3.7 Omgevingsvergunning voor het uitvoeren van een werk, geen bouwwerk zijnde, of van werkzaamheden

3.7.1 Vergunningplicht

Behoudens het bepaalde in lid, 3.1 is het verboden zonder of in afwijking van een omgevingsvergunning op en in de hierna aangegeven gronden de daarbij aangegeven werken, geen bouwwerk zijnde, en werkzaamheden uit te voeren:

  • a. ontginnen, ophogen, afgraven, bodemverhogen, egaliseren;
  • b. aanbrengen opgaande beplanting (m.u.v. erfbeplanting);
  • c. verwijderen opgaande beplanting, vellen/rooien houtopstanden;
  • d. aanleg verharde wandel- of fietspaden en overige verharding > 50 m² (niet zijnde kavelpaden);
  • e. aanbrengen van boven- of ondergrondse transport-, energie- of telecommunicatieleidingen en daarmee verbandhoudende constructies, installaties of apparatuur;
  • f. het uitvoeren van grondwerkzaamheden dieper dan 50 cm bij wijze van woelen, mengen, diepploegen, egaliseren, en afgraven dan wel ten behoeve van ontginning met uitzondering van de aanleg van drainage.
3.7.2 Uitzonderingen vergunningplicht

Het in lid 3.7.1 vervatte verbod geldt niet voor het uitvoeren van de volgende werken en werkzaamheden:

  • a. werken en werkzaamheden in het kader van het normale onderhoud en beheer;
  • b. werken en werkzaamheden, die reeds in uitvoering of aanwezig zijn op het tijdstip van het kracht worden van het bestemmingsplan;
  • c. werken of werkzaamheden ten behoeve van de realisering van bestemmingen en bouwmogelijkheden op grond van planwijziging of bestemmingsplanherziening.

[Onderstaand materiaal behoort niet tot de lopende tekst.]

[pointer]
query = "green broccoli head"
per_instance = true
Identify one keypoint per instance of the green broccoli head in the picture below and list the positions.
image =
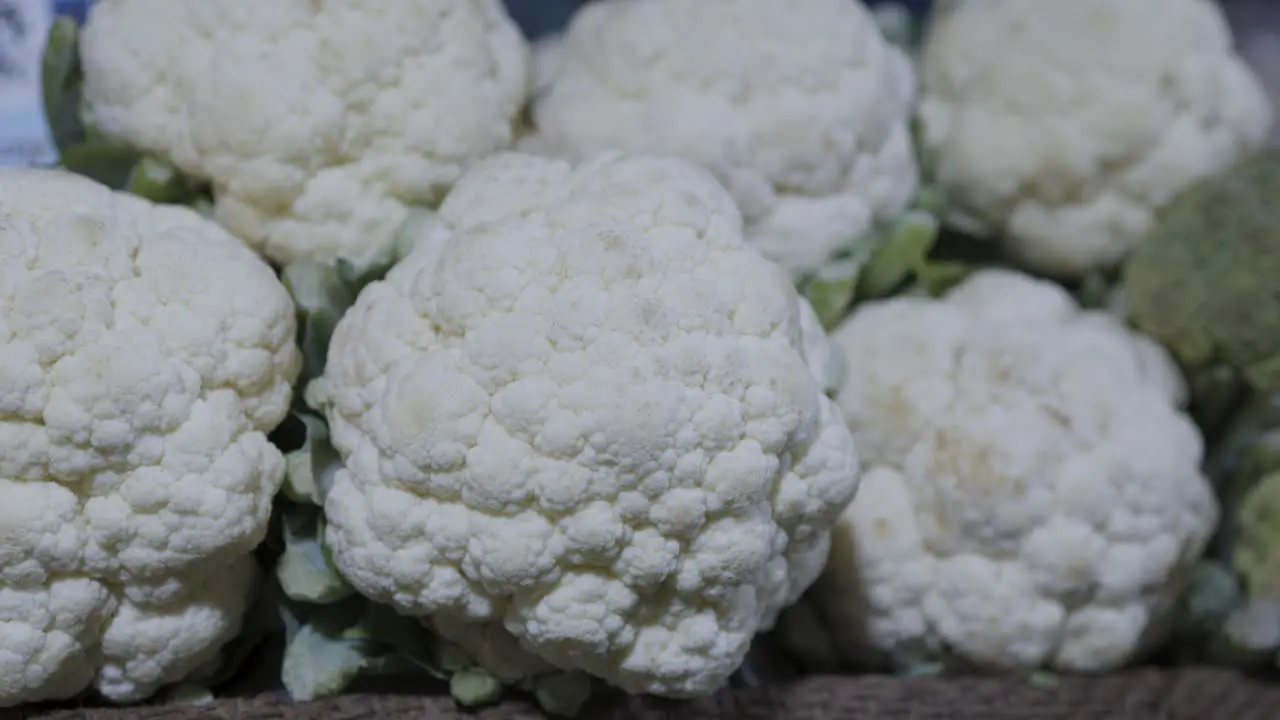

3.7.3 Toelaatbaarheid werken en werkzaamheden

Werken en werkzaamheden als bedoeld in lid 3.7.1, zijn slechts toelaatbaar, indien door die werken of werkzaamheden, dan wel door de daarvan hetzij direct, hetzij indirect te verwachten gevolgen, een of meer waarden of functies van de in die artikelen bedoelde gronden, welke het plan beoogt te beschermen niet onevenredig worden geschaad, gelet op;

  • a. het belang dat met de ingreep is gediend;
  • b. de belangen van het landschap, natuur en cultuurhistorie zoals genoemd in 3.1;
  • c. het waterhuishoudkundig belang (kwantitatief en kwalitatief), met het oog op de waterhuisihoudkundige doelstellingen.